Allergic rhinitis with or without concomitant asthma: difference in perception of dyspnoea and levels of fractional exhaled nitric oxide

Authors


Prof. Leif Bjermer, Department of Respiratory Medicine and Allergology, House Ögon B, University Hospital, 221 85 Lund, Sweden.
E-mail: leif.bjermer@med.lu.se

Summary

Background/aim Allergic rhinitis (AR) is a risk factor for developing clinical asthma. Moreover, AR is often associated with bronchial hyper-responsiveness (BHR). The aim of the present study was to investigate whether patients with AR and asthma differed from AR with or without BHR in degree of perception of dyspnoea and airway inflammation, measured as fractionated exhaled nitric oxide (NO).

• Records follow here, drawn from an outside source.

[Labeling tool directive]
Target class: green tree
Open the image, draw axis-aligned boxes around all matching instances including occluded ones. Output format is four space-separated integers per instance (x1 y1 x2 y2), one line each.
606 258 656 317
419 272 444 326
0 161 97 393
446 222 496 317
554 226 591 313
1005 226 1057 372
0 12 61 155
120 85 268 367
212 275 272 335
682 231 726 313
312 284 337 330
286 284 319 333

Materials Twenty-nine patients with seasonal AR (timothy) were investigated with metacholine challenge test. Fourteen healthy non-reactive subjects served as controls.

Methods (1) Metacholine challenge test, cut-off value forced expiratory volume in 1 s (FEV1) PD20 2000 μg. Slope value for metacholine was calculated as %fall in FEV1/mol metacholine. Dyspnoea during challenge was measured with a 10-graded modified Borg score. (2) Measurement of fractional-exhaled nitric oxide (FENO) at flow rate 50 mL/s.

Results Eighteen patients reported AR only, without asthma symptoms, and 12 (67%) were BHR. Eleven subjects had both rhinitis and asthma symptoms. Patients with rhinitis and asthma reported significantly more dyspnoea per percent fall in FEV1 compared with those with rhinitis and BHR. Moreover, those with rhinitis and asthma had significantly higher NO values compared with those with rhinitis and BHR.

Conclusion The difference between rhinitis patients with or without asthma symptoms seems to be mainly a question of perception of dyspnoea. However, FENO measurement indicates that dyspnoea may also be associated with increased inflammatory activity in the peripheral airways.